- New York has released a draft of its model sexual harassment policy and training that will become mandatory for employers in the state next month.
- A new law requires that training be provided to all employees, supervisors and managers annually. And to help employers comply, the state is providing model policies, compliance forms and training requirements. Employers must provide new hires training within 30 days of their start date, even if they received the same training from a previous employer and even if they're only temporary employees.
- The new standards require the training to follow an interactive model — employers can conduct the trainings through an online platform requiring employees to respond to questions or they can enlist a live trainer or anyone available to respond to questions and receive feedback. The guidance says sexual harassment extends to sex stereotyping, including hostile actions taken because of someone's sexual orientation, gender identity or transgender status.
New York City's council passed an ordinance in April requiring employers in the city to provide sexual harassment training, a measure slated to take effect next spring. With this on employers' radars already, the statewide legislation puts city employers at the intersection of the two.
The legislation, along with other such mandates across the county, may have come as a response to the #MeToo movement, which has put a spotlight on American workplaces and how they respond to sexual harassment. Some employers have taken quick action following the rise of the movement, but many employers have not updated their sexual harassment policies and or strategies, research shows.

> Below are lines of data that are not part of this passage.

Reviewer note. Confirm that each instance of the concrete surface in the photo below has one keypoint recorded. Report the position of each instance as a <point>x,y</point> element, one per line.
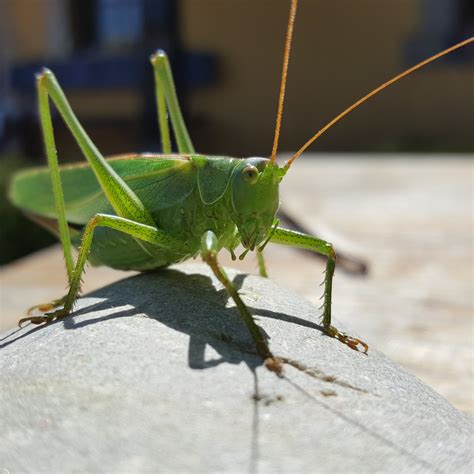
<point>409,216</point>
<point>156,373</point>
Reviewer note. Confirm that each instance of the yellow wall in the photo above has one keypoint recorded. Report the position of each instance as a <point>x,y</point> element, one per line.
<point>342,49</point>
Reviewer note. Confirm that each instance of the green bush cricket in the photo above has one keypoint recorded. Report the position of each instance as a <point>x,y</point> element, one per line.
<point>147,211</point>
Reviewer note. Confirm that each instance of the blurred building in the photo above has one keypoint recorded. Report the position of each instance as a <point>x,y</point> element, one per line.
<point>227,60</point>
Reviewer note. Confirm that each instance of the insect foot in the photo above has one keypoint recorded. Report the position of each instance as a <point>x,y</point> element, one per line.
<point>46,318</point>
<point>273,364</point>
<point>47,307</point>
<point>350,341</point>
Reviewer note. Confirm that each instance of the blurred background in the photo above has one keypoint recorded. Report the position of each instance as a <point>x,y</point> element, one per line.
<point>226,57</point>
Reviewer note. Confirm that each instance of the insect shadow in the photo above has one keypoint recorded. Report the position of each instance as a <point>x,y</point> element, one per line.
<point>188,303</point>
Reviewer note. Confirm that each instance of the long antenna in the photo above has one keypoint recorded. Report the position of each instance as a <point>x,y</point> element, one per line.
<point>284,73</point>
<point>374,92</point>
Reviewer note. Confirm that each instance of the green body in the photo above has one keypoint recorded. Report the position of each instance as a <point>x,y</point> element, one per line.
<point>142,212</point>
<point>185,195</point>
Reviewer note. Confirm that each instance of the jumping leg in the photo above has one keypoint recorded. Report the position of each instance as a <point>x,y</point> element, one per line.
<point>135,229</point>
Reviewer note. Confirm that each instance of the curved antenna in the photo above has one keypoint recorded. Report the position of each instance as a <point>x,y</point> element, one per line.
<point>284,73</point>
<point>374,92</point>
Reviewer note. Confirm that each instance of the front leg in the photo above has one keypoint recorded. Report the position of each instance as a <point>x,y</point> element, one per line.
<point>304,241</point>
<point>209,255</point>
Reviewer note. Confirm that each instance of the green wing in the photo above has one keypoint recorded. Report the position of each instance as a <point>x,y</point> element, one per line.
<point>159,182</point>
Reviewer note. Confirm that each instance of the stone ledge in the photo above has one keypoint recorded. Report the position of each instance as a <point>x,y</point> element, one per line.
<point>156,372</point>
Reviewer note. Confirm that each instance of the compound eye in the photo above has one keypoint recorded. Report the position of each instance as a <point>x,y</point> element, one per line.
<point>250,174</point>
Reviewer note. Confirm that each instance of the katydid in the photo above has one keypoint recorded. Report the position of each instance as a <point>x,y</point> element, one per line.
<point>147,211</point>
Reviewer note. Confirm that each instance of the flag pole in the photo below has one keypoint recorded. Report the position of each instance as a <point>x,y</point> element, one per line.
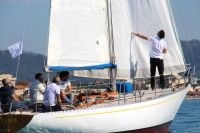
<point>18,61</point>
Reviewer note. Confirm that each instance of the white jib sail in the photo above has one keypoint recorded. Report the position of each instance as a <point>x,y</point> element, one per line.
<point>78,34</point>
<point>146,17</point>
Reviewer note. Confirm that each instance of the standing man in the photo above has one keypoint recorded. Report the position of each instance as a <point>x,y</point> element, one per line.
<point>37,88</point>
<point>7,96</point>
<point>158,48</point>
<point>66,88</point>
<point>52,100</point>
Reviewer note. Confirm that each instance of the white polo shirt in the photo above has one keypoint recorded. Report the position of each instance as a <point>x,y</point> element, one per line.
<point>50,94</point>
<point>157,46</point>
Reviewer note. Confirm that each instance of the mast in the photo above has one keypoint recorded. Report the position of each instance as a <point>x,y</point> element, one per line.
<point>111,45</point>
<point>46,67</point>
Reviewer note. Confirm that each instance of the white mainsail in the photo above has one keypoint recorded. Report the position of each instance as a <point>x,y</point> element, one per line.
<point>78,36</point>
<point>146,17</point>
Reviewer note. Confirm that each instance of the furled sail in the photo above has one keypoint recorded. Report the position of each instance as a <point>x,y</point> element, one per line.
<point>78,36</point>
<point>146,17</point>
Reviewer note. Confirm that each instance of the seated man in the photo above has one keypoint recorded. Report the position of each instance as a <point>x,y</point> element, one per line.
<point>66,88</point>
<point>52,100</point>
<point>37,88</point>
<point>7,97</point>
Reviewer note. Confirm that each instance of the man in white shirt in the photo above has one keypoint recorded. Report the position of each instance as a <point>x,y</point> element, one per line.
<point>37,88</point>
<point>66,88</point>
<point>52,99</point>
<point>158,48</point>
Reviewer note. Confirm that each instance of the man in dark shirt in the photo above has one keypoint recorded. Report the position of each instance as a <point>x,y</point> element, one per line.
<point>6,95</point>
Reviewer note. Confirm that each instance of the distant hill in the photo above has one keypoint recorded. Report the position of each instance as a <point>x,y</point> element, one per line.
<point>194,46</point>
<point>32,63</point>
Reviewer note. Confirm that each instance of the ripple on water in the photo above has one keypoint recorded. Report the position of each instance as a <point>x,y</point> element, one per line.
<point>187,119</point>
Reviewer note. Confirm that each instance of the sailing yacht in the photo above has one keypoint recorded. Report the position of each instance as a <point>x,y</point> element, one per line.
<point>93,39</point>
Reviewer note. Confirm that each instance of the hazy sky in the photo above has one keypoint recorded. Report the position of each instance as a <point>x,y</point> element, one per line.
<point>12,18</point>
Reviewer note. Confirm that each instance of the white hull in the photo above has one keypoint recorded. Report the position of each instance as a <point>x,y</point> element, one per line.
<point>128,117</point>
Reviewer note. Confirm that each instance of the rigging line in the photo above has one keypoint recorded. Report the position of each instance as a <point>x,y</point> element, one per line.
<point>138,57</point>
<point>134,71</point>
<point>48,30</point>
<point>185,31</point>
<point>23,35</point>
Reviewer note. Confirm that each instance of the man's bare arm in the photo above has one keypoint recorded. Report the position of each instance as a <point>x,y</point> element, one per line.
<point>59,100</point>
<point>140,36</point>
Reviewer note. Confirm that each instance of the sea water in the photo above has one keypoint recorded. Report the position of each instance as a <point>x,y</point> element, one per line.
<point>187,120</point>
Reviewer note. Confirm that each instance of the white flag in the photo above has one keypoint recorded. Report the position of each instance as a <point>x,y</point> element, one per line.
<point>15,49</point>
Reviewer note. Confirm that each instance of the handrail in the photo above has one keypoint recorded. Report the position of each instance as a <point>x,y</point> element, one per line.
<point>138,93</point>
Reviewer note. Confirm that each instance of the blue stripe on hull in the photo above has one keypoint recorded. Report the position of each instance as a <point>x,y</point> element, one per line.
<point>96,67</point>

What's more, it appears the problem is still pervasive in many sectors, like the technology industry and academia. A recent Uber settlement, for example, cost the company almost $2 million. Employers that still struggle with sexual harassment might take a cue from either of New York's initiatives. As they both point out, training is everything. Employees need to know how to recognize harassment and when and how to report it. Employers can't skimp on training managers, either. Once that knowledge is in place, a culture of dignity, respect and professionalism can form and permeate an organization from the top down.